Enfin, donner comme modèle de maternité aux femmes en France ce qu’on imagine être une mère Hopi ou Peule, sans compter la méconnaissance de leur statut, est surtout très grave en matière de féminisme. Nous bénéficions dans notre pays d’un certain nombre de droits et de possibilités qui n’existent pas partout dans le monde. Autant il peut être merveilleux de s’octroyer une période en-dehors de toute réalité professionnelle, autant je suis heureuse malgré tout de n’avoir pas que les soins à prodiguer aux enfants pour combler mon existence : sitôt mon congé achevé, je reprendrai le travail, je gagnerai assez d’argent pour acheter des livres, aller au théâtre… Or on nous érige en modèles de vertus maternelles des femmes présentées comme des grillons du foyer indien ou africain, faisant à manger et s’occupant avec dévotion d’enfants nombreux dans une maison pauvre mais bien tenue, idéal de simplicité rustique. Non seulement la réalité doit être bien différente, et sans aller jusqu’en Afrique, les campagnes françaises d’il y a cinquante ans regorgeaient de ces femmes qui travaillaient aux champs, à la maison, généralement à plusieurs, avec les voisins et les saisonniers, allaient au marché, laissaient les plus petits enfants aux soins des plus grands. D’autre part, si ces femmes si « naturelles » pouvaient vivre à l’occidentale, avoir un métier valorisant gagné à l’issue de leurs études, par exemple, au lieu de nourrir leurs enfants au sein jusqu’à trois ans, j’ai la naïveté de croire que les bienfaits de l’allaitement maternel et le droit de nourrir son enfant leur sembleraient bien dérisoires par rapport à la possibilité de choisir leur destin. Quant à nous, qui le pouvons, il me semble qu’il serait assez triste de laisser ce genre de clichés exotiques influer sur des choix très personnels.

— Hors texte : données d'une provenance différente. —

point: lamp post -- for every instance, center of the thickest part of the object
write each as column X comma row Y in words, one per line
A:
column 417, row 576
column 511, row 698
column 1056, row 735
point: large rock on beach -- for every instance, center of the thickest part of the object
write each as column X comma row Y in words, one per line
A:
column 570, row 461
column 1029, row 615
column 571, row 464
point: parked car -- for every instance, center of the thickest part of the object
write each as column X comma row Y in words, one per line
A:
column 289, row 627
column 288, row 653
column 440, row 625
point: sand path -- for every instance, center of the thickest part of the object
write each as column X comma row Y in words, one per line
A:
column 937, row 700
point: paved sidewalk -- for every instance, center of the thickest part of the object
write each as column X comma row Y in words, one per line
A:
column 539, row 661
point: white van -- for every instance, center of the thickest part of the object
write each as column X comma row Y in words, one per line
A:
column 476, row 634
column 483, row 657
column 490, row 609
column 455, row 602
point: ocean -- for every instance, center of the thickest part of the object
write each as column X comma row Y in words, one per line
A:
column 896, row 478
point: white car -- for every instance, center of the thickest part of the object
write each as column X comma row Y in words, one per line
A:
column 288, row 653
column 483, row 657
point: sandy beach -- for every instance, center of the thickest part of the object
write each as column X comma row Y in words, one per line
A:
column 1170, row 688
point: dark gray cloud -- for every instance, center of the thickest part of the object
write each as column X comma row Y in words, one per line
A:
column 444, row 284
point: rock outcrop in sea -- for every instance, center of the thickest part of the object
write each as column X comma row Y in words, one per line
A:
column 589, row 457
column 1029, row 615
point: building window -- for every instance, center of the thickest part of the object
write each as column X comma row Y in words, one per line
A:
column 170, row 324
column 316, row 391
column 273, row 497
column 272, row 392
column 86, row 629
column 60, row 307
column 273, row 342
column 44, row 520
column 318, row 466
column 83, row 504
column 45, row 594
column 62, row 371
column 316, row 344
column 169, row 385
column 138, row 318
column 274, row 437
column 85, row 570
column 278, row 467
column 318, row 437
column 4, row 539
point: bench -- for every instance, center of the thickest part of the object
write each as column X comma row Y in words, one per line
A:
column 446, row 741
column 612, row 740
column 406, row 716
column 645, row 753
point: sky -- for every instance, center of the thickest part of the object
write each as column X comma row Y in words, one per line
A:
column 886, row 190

http://regaldi-burkina.blogspot.com/2009_10_01_archive.html

Pour finir, concluons avec Pascal (Pensées, fragment 56, édition Le Guern Folio):

"Il y a sans doute des lois naturelles, mais cette belle raison corrompue a tout corrompu. (....) De cette confusion arrive que l'un dit que l'essence de la justice est l'autorité du législateur, l'autre la commodité du souverain, l'autre la coutume présente, et c'est le plus sûr. rien suivant la seule raison n'est juste de soi, tout branle avec le temps. la coutume fait toute l'équité, par cette seule raison qu'elle est reçue."